Some things just work best when coupled together.
Peanut butter and jelly. Toothpaste and a toothbrush. Cookies and milk. Soap and water. Simon and Garfunkel.
Get the idea?
Donor retention and donor qualification.
Similarly, you shouldn’t consider donor retention without involving donor qualification because there’s no sense in spending time and effort on retaining donors without a qualification strategy in place.
Retention efforts cost money. They are sophisticated too, so they cost time. Therefore, if you build a retention strategy that commands your team to try to retain every single donor, you may be doing more harm than good.
The trick is to try, instead, to determine who has the most passion and the most capacity to make a substantial impact on your organizational mission (without being too short-sighted). Otherwise, you might retain 1,000 low-dollar donors but let two major donors (who gave 5 times more than the 1,000 others combined) slip away.

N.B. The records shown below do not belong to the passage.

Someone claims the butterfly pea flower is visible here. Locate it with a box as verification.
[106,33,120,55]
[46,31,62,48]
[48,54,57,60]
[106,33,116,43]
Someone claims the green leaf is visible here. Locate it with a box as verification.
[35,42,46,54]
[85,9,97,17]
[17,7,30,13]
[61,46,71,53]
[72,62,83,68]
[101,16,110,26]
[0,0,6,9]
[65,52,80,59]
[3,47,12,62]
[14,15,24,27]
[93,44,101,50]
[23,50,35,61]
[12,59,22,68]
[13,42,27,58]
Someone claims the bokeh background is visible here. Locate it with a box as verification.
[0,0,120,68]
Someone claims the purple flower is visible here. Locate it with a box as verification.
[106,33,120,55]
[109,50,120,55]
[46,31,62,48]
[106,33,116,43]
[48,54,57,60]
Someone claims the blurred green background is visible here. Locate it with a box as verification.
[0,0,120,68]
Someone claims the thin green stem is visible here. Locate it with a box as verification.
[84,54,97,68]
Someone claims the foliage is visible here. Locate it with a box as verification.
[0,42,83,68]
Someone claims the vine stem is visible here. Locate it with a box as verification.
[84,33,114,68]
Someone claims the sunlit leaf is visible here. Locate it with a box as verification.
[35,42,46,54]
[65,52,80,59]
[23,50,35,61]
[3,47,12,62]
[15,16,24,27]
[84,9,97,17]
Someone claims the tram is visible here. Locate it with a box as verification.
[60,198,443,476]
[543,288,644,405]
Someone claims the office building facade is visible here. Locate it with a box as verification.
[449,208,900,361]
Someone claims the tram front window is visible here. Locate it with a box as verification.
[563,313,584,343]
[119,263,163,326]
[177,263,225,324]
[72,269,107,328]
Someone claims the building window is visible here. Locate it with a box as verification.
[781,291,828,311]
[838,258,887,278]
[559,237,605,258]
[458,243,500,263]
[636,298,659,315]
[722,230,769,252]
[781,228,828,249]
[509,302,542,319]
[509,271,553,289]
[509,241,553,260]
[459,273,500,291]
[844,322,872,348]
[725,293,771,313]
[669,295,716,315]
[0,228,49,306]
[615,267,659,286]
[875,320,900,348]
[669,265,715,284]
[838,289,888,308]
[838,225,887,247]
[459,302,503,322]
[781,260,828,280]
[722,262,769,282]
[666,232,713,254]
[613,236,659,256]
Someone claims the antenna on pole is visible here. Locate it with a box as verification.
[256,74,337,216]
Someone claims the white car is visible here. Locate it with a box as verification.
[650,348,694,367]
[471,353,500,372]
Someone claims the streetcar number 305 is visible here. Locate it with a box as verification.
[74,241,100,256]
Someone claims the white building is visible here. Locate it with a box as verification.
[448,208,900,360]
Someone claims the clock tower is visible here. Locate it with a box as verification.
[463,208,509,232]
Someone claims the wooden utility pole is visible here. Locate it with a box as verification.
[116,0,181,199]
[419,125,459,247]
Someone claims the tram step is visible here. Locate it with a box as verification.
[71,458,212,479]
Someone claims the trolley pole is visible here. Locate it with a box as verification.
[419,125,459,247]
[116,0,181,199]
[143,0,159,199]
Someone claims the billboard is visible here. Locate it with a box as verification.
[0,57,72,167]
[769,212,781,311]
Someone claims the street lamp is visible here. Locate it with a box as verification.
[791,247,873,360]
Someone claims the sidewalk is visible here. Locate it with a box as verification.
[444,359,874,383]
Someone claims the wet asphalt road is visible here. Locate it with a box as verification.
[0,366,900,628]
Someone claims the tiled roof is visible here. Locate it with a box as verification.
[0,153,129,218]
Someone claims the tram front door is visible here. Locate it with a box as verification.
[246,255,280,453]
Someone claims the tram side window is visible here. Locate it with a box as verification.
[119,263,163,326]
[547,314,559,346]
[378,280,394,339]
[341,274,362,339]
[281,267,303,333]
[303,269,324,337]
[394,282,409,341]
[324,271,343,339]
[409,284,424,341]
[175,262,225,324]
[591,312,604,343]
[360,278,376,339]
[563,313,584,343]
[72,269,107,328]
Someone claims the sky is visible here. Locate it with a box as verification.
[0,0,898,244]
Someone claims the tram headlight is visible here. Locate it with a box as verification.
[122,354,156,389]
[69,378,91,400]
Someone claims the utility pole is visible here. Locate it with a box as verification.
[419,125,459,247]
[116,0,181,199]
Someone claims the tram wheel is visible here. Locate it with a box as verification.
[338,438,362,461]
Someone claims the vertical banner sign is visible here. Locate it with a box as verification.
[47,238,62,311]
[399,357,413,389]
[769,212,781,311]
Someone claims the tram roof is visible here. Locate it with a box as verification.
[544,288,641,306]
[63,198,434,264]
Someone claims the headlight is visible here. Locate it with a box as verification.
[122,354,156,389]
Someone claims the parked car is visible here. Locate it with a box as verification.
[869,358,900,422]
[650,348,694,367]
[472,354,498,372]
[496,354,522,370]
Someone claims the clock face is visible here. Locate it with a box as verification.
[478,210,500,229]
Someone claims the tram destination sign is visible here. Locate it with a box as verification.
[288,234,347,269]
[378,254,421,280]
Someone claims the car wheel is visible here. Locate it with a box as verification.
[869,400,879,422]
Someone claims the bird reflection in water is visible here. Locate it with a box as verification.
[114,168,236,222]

What good would that do?
Don’t get me wrong here.
I’m not saying you shouldn’t retain as many donors as possible, I’m just saying that you must involve qualification in your retention strategies.
Don’t go running around worrying about retention just because it’s the buzzword of the day thanks to some CRM vendor’s blog or some speaker you heard at a seminar.
If you’re going to worry about retention you should consider qualification too. They go hand-in-hand.